A while ago I wrote about the patterns that crisscross David Mitchell’s novels, with particular reference to The Bone Clocks. This was picked up by Nicholas Tam in what I think may be the single best essay about Mitchell’s work that I have read.

I don’t agree with everything Tam wrote, but I agreed with enough of it to make me think a bit more about Mitchell. This brief note is by way of a placeholder, something I need to think further about when (if!) I get the time.

I think I was far too superficial in the patterns I detected within and between Mitchell’s novels. Those patterns are there, all right, but I didn’t pick up on a deeper layer that both underpins and undermines those connections. That is, the shift in ontological status.

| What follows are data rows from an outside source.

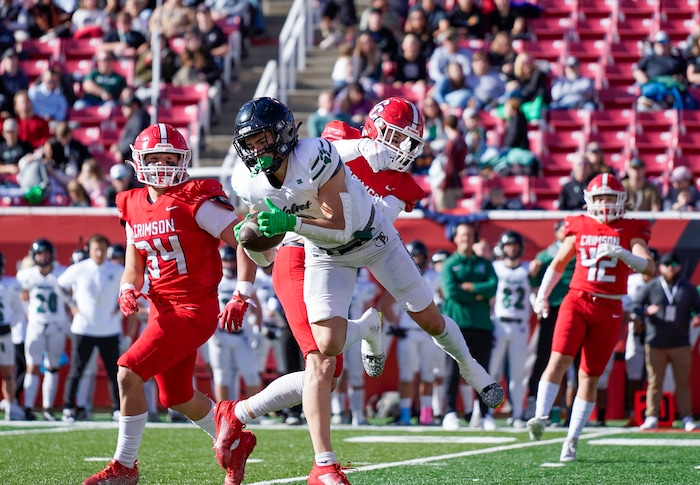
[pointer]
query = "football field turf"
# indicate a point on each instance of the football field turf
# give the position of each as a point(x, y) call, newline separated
point(60, 454)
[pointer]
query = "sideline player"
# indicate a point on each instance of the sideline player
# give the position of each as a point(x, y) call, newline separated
point(308, 179)
point(591, 314)
point(173, 229)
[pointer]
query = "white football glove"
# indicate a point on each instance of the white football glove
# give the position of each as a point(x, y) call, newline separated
point(378, 156)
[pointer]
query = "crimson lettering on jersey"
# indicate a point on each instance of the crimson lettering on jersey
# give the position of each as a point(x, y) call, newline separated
point(181, 258)
point(608, 276)
point(401, 185)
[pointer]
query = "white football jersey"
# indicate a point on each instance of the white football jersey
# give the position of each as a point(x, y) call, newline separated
point(313, 162)
point(45, 305)
point(513, 291)
point(11, 310)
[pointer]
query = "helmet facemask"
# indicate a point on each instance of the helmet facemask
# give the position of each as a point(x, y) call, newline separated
point(404, 144)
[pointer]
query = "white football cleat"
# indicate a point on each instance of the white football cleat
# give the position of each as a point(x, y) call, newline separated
point(568, 450)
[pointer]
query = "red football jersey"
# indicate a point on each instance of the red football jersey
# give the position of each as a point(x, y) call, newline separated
point(182, 258)
point(387, 182)
point(608, 276)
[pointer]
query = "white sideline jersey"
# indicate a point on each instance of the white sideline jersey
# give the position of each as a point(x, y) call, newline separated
point(513, 291)
point(45, 305)
point(312, 163)
point(11, 310)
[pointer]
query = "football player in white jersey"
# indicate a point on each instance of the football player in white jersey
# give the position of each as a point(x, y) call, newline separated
point(230, 354)
point(47, 327)
point(511, 330)
point(11, 314)
point(309, 191)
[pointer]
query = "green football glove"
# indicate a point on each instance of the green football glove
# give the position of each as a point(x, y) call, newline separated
point(237, 227)
point(275, 221)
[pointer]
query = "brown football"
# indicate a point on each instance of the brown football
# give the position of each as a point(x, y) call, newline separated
point(253, 239)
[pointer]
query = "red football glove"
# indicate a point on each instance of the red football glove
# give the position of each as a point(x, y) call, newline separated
point(128, 296)
point(231, 318)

Look what happens in Cloud Atlas: we begin the book reading a diary that describes a 19th century sea voyage, and we accept that this is real. But in the very next section the status of that diary is questioned, there is something about it that looks fake. A little later we read an exciting adventure of a California journalist called Luisa Rey; but in the next section that story is found to have been in a novel. Even at the heart of the book, when Sloosha glimpses Sonmi’s confession, isn’t there a sense that what he is seeing is a dramatisation?

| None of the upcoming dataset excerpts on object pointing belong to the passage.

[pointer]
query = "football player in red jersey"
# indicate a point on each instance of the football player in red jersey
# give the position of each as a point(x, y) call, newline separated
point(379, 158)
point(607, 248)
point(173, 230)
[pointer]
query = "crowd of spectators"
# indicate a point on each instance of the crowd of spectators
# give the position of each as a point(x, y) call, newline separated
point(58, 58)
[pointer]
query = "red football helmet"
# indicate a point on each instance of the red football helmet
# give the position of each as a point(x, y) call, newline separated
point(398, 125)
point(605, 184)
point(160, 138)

And let’s look again at Luisa Rey. When we first encounter her in Ghostwritten she is the author of a series of crime novels; when we meet her again in Cloud Atlas she is the heroine of a series of crime novels.

So the recurring characters move from novel to novel, but they also move from the real into the fictional, and from the fictional into the real.

Where this thought might lead, I have no idea right now. But the idea that nothing is real in David Mitchell’s novels seems to be a thought I must pursue at a later date.